Focus sur le projet FireSpace coordonné par Serge Bourbigot de l’Umet au sein de Centrale Lille

Serge Bourbigot, professeur à l’Université de Lille et Responsable du groupe Réaction et Résistance au feu (R2Fire) au sein de Centrale Lille Institut est un spécialiste reconnu de la science du feu et des matériaux polymères. Ses recherches portent notamment sur la réaction et la résistance au feu des matériaux, ainsi que sur la conception de matériaux et revêtements ignifuges. 
Il bénéficie d’une forte reconnaissance internationale, notamment avec l’obtention de deux financements ERC prestigieux, Fire-bar concept en 2015, projet visant à développer des matériaux et assemblages à faible inflammabilité capables de limiter la propagation du feu et FireSpace, financement de 14M€ obtenu en 2025, projet portant sur la dynamique des incendies dans les environnements spatiaux (microgravité, atmosphère enrichie en oxygène, etc.).

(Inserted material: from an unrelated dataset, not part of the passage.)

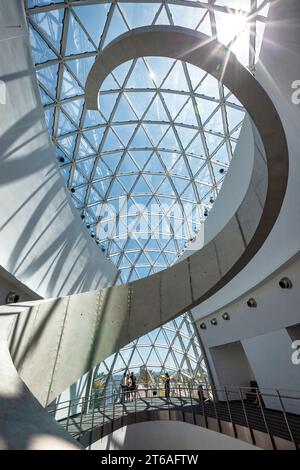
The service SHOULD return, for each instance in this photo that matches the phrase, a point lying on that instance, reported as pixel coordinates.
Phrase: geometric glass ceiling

Son activité couvre un spectre très large, allant des synergies de formulation, des nanocomposites et de la spectrochimie jusqu’à l’extrusion réactive, la modélisation, la réduction d’échelle, l’analyse dimensionnelle et la pyrolyse.

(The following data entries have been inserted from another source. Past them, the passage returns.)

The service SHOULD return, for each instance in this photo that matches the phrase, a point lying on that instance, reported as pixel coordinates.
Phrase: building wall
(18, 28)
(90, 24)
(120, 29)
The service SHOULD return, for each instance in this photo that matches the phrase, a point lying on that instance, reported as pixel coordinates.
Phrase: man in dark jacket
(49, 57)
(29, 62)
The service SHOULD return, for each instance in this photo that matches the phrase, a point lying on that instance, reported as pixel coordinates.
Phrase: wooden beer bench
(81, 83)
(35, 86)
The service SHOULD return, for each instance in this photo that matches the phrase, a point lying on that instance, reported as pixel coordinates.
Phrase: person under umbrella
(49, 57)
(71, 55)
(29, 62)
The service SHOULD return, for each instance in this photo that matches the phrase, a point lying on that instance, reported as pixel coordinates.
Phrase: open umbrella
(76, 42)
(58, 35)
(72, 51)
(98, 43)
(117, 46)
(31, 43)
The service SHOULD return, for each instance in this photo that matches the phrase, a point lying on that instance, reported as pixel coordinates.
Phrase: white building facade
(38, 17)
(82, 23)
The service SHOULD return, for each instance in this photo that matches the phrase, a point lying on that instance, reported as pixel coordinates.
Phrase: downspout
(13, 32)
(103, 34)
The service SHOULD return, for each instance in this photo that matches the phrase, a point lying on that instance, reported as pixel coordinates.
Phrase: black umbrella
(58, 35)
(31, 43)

Recontextualisation du projet, quelle est son origine 

Alors que se préparent les futures missions habitées vers la Lune et Mars, la question du feu à bord des véhicules et habitats spatiaux redevient centrale. Le projet FireSpace, soutenu par une ERC* Synergy Grant, a pour ambition de mieux comprendre le comportement au feu des matériaux dans des environnements spatiaux où la gravité est réduite, la pression abaissée et l’atmosphère enrichie en oxygène, trois paramètres qui modifient profondément l’inflammation, la propagation des flammes, la production de fumées et les possibilités d’extinction.

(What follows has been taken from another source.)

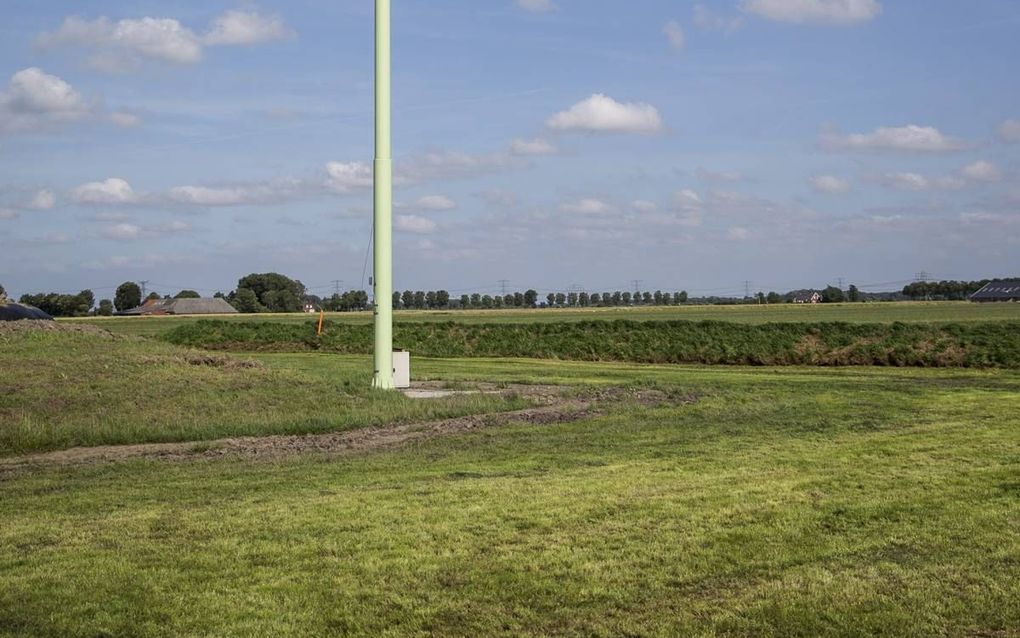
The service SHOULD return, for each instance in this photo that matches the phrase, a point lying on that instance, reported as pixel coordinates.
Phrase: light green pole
(383, 378)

L’origine du projet est à la fois historique et scientifique. L’histoire spatiale a montré, dès Apollo 1, qu’un incendie dans la capsule contenant une atmosphère à 100% d’oxygène peut avoir des conséquences dramatiques (3 astronautes périrent dans l’incendie de la capsule). Aujourd’hui, les architectures envisagées pour les futurs vaisseaux et pour les stations lunaires ou martiennes pourraient recourir à des atmosphères avec une pression plus faible mais une teneur en oxygène plus élevée (conditions de normoxie), afin de faciliter et de diminuer les temps de préparation de sortie extravéhiculaire ou extra-habitats. Or ce choix accroît le risque d’inflammabilité des matériaux polymères largement utilisés dans les câbles, revêtements, isolants ou équipements embarqués. Malgré des travaux menés par la NASA, la JAXA, l’ESA et le CNES de nombreuses questions fondamentales restent ouvertes sur le comportement réel des matériaux dans ces conditions.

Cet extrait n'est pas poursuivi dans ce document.